An unregistered investment adviser/fund manager and its principals agreed to pay over $1 Million in disgorgement, fines and interest for engaging in conflicted transactions that were not properly disclosed. The SEC accuses the respondents of using fund assets to invest in a company that the principals controlled and then buying out the ownership interest at a loss, all without consent of the limited partners or any relevant disclosure. The SEC also asserts that the respondents engaged in undocumented personal loans and payment of overhead expenses in contravention of the fund’s disclosure documents and limited partnership agreement. Although the firm (which had less than $25 Million in AUM) was not registered, the SEC argues that it engaged in investment advisory activities, owed the fund and its investors a fiduciary duty, and, therefore, violated the Advisers Act’s anti-fraud rules.
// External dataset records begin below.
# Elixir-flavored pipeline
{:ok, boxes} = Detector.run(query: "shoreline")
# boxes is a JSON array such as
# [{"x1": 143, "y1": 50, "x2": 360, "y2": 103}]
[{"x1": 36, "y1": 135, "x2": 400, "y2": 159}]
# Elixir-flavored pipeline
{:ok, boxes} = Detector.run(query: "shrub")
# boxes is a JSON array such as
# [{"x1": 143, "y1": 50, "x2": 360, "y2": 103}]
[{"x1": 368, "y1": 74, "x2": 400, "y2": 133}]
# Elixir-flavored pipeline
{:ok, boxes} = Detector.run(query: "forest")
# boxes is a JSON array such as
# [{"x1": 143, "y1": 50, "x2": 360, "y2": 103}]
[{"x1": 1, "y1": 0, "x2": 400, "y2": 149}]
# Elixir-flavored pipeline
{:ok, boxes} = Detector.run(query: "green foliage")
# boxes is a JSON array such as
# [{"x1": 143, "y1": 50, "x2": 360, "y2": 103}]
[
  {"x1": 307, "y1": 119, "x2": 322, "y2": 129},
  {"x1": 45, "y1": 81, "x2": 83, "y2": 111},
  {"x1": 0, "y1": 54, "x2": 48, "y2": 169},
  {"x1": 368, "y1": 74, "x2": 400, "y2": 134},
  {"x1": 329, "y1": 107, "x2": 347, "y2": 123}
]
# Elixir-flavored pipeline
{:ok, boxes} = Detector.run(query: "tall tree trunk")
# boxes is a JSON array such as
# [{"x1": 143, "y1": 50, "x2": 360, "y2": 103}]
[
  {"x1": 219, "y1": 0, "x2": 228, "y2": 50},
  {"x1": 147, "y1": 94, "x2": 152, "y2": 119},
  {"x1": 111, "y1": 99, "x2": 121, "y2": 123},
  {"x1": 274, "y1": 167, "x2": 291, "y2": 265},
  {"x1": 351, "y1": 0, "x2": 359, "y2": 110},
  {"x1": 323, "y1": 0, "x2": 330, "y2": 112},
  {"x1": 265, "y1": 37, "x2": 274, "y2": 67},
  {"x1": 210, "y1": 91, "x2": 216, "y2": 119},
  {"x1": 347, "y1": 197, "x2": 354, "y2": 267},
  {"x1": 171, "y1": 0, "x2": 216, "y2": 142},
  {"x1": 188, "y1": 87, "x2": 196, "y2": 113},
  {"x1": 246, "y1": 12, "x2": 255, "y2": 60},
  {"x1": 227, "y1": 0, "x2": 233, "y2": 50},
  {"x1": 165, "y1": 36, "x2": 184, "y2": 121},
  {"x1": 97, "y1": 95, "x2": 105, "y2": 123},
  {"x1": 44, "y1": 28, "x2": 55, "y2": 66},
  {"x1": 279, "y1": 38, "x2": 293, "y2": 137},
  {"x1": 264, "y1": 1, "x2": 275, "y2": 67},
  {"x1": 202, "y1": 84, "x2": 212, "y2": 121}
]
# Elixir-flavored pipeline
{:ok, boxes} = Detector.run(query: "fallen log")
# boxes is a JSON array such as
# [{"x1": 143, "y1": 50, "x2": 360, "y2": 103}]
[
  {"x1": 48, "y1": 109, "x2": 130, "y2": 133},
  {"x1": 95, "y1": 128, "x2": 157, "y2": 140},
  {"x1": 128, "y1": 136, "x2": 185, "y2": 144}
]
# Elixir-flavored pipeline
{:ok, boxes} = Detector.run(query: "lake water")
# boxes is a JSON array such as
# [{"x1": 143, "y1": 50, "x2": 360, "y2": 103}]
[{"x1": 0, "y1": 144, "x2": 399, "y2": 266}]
OUR TAKE: Just because you are not eligible (or fail) to register as an investment adviser, does not mean that the Advisers Act does not apply. In fact, most of the antifraud provisions apply to unregistered and state-registered advisers, thereby allowing the SEC to assert its enforcement jurisdiction.
In a recent speech, SEC Chair Mary Jo White called for “zero tolerance” for white collar enforcement and advocated for changing the law to make it easier for prosecutors and regulators. Ms. White described the SEC’s “priority that we are placing on establishing individual liability” with a focus on holding corporate officers accountable as the “core pillar of any strong enforcement program.” Ms. White argued for changes in the law that would allow prosecutors and regulators to punish an executive without showing that s/he participated or caused the wrongdoing. Ms. White lauded the UK regime that allows prosecution of senior executives for misconduct in their areas of responsibility if they failed to take reasonable steps to prevent the misconduct. Ms. White also expressed her support for deferred compensation arrangements that hold back compensation until a possible prosecution period has run. Ms. White also expressed support for a more-empowered SEC: “Although I often wish it were otherwise, the SEC does not have the authority to send anyone to jail.”
OUR TAKE: While the regulatory emphasis may change with a new Administration, both parties appear to favor heavier-handed enforcement against individual corporate actors. Other developed economies (e.g. UK, Japan, Canada, France) take a much more pro-government approach to private sector enforcement.